I will always remember that day. I was in class with my students. It was shortly before ten o’clock in the morning. My colleague came into my room and said, “Bring your students with you. You have to see this—to see what’s going on.” We watched the first tower fall, and I was filled, completely filled with anger. At the same time, I was filled with a sense of powerlessness. I wanted to do something to respond, but in that moment, there was nothing I could do. You may have felt something like that in your lives. You may be able to understand how I felt that day.
This year, we again saw a malignant force strike at New York and New Jersey, and once again first responders rushed in to help those stricken by this dreadful disease in every county, city, and neighborhood, and some of them, again, lost their own lives trying to make strangers’ lives more bearable. Their courage and sacrifice are an inexhaustible source of comfort.
So what do we do here today? Why do we stop to remember so much grief? Why do we, in our moment of relative weakness and relative hardship in 2020, remember such sadness in 2001? Why do we take a moment or two to be silent? Perhaps for this: that we can see today for what it is, a luxury to be together, even if we are apart for a time, when so many others will be apart from their loved ones forever. Perhaps so we can appreciate those among us, like Mr. Bailey and Mr. Flynn, Mr. Martin and Mr. DeVergillo, who have been first responders and who still work to keep us safe. Or perhaps so we can remember that vengeance, jealousy, fanaticism, and pride have never been the piers upon which we should build a life, and so we can remember that hatred only leads to and from the dark cave of fear.
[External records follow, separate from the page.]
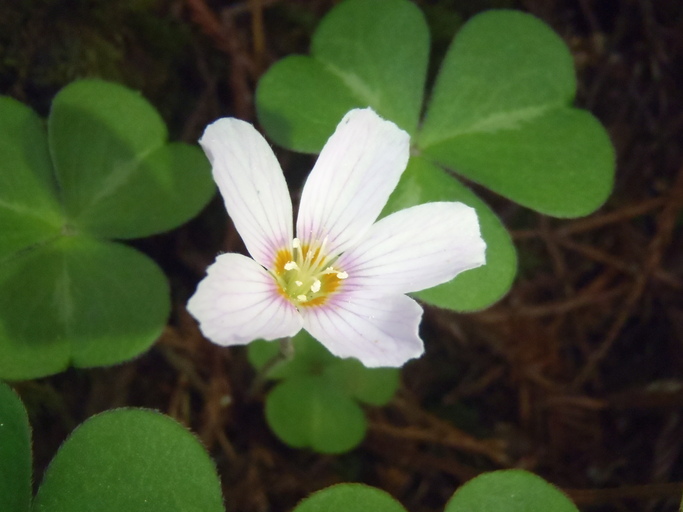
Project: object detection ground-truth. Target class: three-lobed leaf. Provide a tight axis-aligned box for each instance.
[256,0,614,311]
[266,375,366,453]
[256,0,429,153]
[0,236,170,379]
[248,331,400,453]
[383,156,517,311]
[0,382,32,512]
[0,80,214,379]
[417,11,614,217]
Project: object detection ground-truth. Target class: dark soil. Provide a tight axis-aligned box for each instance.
[0,0,683,512]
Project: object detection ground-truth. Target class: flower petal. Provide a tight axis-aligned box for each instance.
[199,118,292,268]
[301,293,424,368]
[335,203,486,295]
[297,108,410,254]
[187,254,303,346]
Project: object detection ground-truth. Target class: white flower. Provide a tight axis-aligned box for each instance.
[187,109,486,367]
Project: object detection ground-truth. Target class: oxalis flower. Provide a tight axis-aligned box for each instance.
[188,109,486,367]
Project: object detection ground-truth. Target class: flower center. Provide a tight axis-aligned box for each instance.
[272,238,349,307]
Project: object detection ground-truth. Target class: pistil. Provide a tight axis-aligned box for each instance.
[272,238,348,307]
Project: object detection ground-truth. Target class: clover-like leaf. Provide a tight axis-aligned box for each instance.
[33,409,224,512]
[417,11,615,217]
[256,0,615,311]
[266,375,366,453]
[48,80,215,238]
[444,469,578,512]
[0,382,31,512]
[256,0,429,152]
[0,80,214,379]
[0,236,170,379]
[0,96,64,262]
[292,484,406,512]
[383,157,517,311]
[248,330,400,453]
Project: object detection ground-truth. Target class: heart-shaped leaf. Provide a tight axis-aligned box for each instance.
[256,0,429,152]
[0,80,214,379]
[292,484,406,512]
[417,11,615,217]
[33,409,224,512]
[48,80,215,238]
[0,382,31,512]
[256,0,614,311]
[444,469,578,512]
[0,96,64,262]
[266,375,366,453]
[382,157,517,311]
[0,236,170,379]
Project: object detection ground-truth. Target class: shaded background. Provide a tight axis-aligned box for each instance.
[0,0,683,512]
Therefore, we toll the bells that signify the moments when the towers were struck, and we pause in silence for a minute to remember the dead. For a few moments, our voices turn inward to reflect on how we can lose our own fears, jealousies, and perceived slights. And then, hopefully, we will raise our voices ever after for courage, unity, and love.
We will be silent in reflection until the bells toll again, marking the moment the second plane struck the second tower.